I've been debugging software my entire adult life. I guess I'm an outlier in not trusting the self-driving software. I couldn't relax and let it drive without paying close attention.
While I certainly do not trust any existing or near-future self-driving cars, I also don't enjoy regular driving. So conceptually, I am in favor of self-driving cars over having to manually drive. In practice, I don't really like being in cars at all, and so I live in a city with a subway and can walk most places.
I can drive for hours with the Volvo lane keeping on. It’s not that I’m not paying attention; but not doing the little micro adjustments to speed and lane keeping actually leaves me much more refreshed at the end of the drive.
Yep, drove (my wife did the driving) 2000km a few days ago with almost only highways.
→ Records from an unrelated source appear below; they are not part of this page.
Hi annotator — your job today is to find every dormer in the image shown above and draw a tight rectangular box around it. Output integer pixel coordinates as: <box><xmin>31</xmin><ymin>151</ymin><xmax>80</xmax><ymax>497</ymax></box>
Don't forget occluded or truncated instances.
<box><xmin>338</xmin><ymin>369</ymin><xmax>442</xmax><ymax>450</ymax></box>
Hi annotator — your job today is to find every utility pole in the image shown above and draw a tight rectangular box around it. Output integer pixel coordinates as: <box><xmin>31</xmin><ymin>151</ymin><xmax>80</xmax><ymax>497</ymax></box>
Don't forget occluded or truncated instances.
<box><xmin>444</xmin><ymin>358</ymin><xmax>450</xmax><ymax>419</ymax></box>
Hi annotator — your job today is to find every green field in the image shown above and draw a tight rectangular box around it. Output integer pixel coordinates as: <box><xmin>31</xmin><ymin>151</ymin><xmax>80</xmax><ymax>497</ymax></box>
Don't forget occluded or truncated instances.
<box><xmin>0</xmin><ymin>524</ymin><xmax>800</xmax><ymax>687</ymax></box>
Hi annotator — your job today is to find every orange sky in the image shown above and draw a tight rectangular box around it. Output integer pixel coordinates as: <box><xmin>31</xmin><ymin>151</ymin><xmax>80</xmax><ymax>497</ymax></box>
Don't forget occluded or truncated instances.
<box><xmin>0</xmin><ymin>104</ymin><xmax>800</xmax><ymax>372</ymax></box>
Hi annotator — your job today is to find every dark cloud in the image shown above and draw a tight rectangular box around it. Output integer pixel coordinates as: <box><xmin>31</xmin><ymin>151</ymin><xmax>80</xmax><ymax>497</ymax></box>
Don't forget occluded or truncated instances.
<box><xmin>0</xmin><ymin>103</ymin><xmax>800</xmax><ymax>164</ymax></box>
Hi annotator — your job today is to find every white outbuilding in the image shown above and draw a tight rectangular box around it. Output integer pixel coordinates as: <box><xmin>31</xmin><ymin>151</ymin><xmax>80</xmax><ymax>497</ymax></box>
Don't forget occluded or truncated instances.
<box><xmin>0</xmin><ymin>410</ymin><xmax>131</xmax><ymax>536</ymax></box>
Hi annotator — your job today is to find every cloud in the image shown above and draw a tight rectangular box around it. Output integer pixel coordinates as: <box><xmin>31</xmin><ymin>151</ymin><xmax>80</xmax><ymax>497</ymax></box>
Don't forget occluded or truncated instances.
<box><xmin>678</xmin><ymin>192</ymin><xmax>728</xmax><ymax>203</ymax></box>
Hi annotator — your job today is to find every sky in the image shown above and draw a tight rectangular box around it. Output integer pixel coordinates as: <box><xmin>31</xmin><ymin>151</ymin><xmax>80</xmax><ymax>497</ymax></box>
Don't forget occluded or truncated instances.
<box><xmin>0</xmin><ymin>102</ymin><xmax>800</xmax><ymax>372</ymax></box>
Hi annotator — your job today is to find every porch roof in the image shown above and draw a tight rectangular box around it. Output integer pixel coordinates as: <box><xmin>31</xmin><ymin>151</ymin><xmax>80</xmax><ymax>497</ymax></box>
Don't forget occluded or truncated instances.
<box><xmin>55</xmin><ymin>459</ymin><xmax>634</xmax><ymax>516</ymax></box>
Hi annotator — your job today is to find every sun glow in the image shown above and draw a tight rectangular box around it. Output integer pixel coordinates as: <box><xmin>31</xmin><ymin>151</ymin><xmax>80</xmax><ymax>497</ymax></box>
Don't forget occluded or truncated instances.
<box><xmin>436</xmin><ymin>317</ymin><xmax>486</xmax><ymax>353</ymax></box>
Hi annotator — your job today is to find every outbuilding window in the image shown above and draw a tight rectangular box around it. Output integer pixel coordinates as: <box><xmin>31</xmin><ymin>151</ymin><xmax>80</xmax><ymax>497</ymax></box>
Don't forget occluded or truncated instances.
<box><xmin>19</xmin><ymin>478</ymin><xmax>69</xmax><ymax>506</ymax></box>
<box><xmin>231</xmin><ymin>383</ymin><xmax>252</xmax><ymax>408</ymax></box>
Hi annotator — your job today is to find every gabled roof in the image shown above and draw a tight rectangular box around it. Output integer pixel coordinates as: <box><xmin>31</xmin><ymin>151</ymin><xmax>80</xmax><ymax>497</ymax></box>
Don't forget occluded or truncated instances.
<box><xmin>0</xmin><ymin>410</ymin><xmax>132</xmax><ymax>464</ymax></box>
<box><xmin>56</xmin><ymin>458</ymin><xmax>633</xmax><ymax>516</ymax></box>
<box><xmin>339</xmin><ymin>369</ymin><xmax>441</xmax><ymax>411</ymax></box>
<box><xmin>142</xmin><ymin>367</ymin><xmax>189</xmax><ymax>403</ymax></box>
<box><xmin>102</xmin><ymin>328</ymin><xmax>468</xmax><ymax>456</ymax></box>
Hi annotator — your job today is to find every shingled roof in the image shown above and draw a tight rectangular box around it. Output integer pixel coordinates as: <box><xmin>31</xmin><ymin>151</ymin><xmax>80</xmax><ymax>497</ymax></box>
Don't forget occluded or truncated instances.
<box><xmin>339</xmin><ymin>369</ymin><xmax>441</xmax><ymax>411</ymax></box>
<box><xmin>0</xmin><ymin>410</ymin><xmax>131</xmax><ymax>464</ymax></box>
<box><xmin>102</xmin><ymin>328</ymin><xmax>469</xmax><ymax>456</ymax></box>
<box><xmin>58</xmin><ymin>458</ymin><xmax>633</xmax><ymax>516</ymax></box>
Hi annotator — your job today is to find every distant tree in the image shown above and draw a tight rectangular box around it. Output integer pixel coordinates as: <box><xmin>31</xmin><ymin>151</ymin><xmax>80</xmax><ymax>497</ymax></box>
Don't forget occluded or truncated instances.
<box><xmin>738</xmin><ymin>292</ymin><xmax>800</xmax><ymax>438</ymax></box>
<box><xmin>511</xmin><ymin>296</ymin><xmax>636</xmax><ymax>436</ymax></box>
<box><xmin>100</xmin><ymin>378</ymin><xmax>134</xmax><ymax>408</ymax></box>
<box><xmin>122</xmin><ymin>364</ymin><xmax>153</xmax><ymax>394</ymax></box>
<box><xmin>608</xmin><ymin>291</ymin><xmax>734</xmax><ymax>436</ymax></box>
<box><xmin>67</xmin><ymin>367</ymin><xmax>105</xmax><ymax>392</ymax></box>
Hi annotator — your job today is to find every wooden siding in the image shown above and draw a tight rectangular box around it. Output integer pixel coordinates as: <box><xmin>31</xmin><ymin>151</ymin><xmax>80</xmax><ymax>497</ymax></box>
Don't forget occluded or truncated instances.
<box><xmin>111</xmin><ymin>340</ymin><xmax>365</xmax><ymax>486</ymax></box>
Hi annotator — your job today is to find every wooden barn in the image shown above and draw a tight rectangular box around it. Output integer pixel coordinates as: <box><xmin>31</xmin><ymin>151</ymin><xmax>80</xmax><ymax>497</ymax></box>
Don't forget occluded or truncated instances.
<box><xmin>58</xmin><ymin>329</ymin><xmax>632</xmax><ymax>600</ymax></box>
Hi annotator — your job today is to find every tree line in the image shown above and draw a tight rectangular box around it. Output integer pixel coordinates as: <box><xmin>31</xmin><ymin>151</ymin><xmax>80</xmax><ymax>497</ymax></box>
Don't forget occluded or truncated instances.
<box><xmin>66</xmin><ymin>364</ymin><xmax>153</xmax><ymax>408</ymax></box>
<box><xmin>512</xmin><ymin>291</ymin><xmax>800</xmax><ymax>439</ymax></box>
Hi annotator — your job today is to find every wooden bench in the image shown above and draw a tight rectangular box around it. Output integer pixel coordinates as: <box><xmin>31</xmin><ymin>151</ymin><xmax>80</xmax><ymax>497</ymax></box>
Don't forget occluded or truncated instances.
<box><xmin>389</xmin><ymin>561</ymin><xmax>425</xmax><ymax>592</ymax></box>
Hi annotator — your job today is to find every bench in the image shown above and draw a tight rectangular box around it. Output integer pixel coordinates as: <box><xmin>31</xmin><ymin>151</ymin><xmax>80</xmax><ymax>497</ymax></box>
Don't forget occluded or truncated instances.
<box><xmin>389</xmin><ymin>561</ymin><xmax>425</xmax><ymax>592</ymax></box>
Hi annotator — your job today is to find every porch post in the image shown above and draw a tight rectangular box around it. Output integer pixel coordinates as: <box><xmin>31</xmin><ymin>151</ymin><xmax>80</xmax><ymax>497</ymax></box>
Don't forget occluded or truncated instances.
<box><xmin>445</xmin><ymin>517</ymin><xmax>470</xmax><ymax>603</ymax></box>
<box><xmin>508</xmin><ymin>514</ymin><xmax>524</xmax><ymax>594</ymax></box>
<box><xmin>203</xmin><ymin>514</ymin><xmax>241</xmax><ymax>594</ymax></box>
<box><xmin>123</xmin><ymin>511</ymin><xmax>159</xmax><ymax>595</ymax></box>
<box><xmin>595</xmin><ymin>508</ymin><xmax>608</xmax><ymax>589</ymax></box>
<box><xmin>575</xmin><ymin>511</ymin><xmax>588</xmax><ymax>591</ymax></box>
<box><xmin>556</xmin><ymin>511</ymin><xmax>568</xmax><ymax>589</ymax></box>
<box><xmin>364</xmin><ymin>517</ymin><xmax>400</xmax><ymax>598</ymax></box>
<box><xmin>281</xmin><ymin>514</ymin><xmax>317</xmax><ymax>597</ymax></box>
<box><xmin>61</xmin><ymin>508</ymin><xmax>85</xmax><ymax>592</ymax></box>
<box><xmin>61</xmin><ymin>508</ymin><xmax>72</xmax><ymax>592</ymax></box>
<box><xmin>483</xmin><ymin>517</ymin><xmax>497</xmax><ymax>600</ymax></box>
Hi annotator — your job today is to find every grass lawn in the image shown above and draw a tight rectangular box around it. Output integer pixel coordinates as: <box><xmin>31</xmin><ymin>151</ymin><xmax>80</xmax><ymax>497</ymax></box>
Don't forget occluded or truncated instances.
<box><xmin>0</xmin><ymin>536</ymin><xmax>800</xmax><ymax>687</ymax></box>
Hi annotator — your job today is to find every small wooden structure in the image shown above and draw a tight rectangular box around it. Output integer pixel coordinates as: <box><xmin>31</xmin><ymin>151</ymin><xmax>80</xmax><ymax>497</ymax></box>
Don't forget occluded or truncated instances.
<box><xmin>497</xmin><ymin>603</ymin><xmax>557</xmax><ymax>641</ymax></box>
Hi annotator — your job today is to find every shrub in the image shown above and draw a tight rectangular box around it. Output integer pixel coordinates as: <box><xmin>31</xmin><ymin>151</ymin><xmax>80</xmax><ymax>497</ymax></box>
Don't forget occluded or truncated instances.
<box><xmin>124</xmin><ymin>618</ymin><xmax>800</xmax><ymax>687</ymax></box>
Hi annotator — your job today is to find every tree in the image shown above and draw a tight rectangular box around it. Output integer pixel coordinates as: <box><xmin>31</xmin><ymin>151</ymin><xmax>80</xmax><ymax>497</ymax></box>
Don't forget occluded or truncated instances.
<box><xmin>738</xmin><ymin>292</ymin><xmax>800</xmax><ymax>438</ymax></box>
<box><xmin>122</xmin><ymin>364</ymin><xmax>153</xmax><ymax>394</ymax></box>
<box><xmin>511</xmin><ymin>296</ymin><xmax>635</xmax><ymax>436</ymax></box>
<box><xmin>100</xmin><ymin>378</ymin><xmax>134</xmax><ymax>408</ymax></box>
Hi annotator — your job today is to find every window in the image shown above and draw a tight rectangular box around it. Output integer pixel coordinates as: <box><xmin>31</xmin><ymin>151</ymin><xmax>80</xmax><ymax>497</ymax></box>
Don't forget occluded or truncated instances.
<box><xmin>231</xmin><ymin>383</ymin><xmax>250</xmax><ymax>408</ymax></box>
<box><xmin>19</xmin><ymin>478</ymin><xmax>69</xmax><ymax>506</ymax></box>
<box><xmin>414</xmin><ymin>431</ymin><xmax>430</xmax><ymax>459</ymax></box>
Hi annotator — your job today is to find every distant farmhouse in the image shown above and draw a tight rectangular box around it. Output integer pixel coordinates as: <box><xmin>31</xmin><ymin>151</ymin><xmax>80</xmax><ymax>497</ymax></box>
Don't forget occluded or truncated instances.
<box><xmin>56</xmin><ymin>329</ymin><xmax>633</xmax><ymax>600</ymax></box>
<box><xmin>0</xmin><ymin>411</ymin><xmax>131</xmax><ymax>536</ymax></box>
That used to be tiring; now with lane and traffic assistance it is much less tiring. On the highway you basically have to do nothing.
Some locations are so packed with moronic drivers you really can go insane if you're on a schedule. Also accident rates are high.
This week I took biking to work, I'm lucky to have 75% river path to ride on and I literally have nothing to worry about for 40min. Quite a change. (Honestly, I cities were like Amsterdam, people would drop cars and self driving desires quickly)
I want self driving cars because I want literally everyone else on the road using them. Between distracted drivers, drunk drivers, inexperienced drivers, overconfident drivers, scared drivers and just plain stupid drivers we're pretty bad at it.
Plus one of these days I might be 70-80+ years old and at some point should probably stop driving myself.
To me people wanting to do something else while driving their cars is the same as people burying their faces in their phones while sitting in a cafe: mindless escapism.
Be present in the world, enjoy the moment, whether it's sipping a cup of coffee or driving or doing the dishes.
It has been a dream of mine to go to sleep and wake up in a new country. This would be my only use case. Living in Europe, I do not find the commute time to be horrible (around 15 minutes anywhere I go).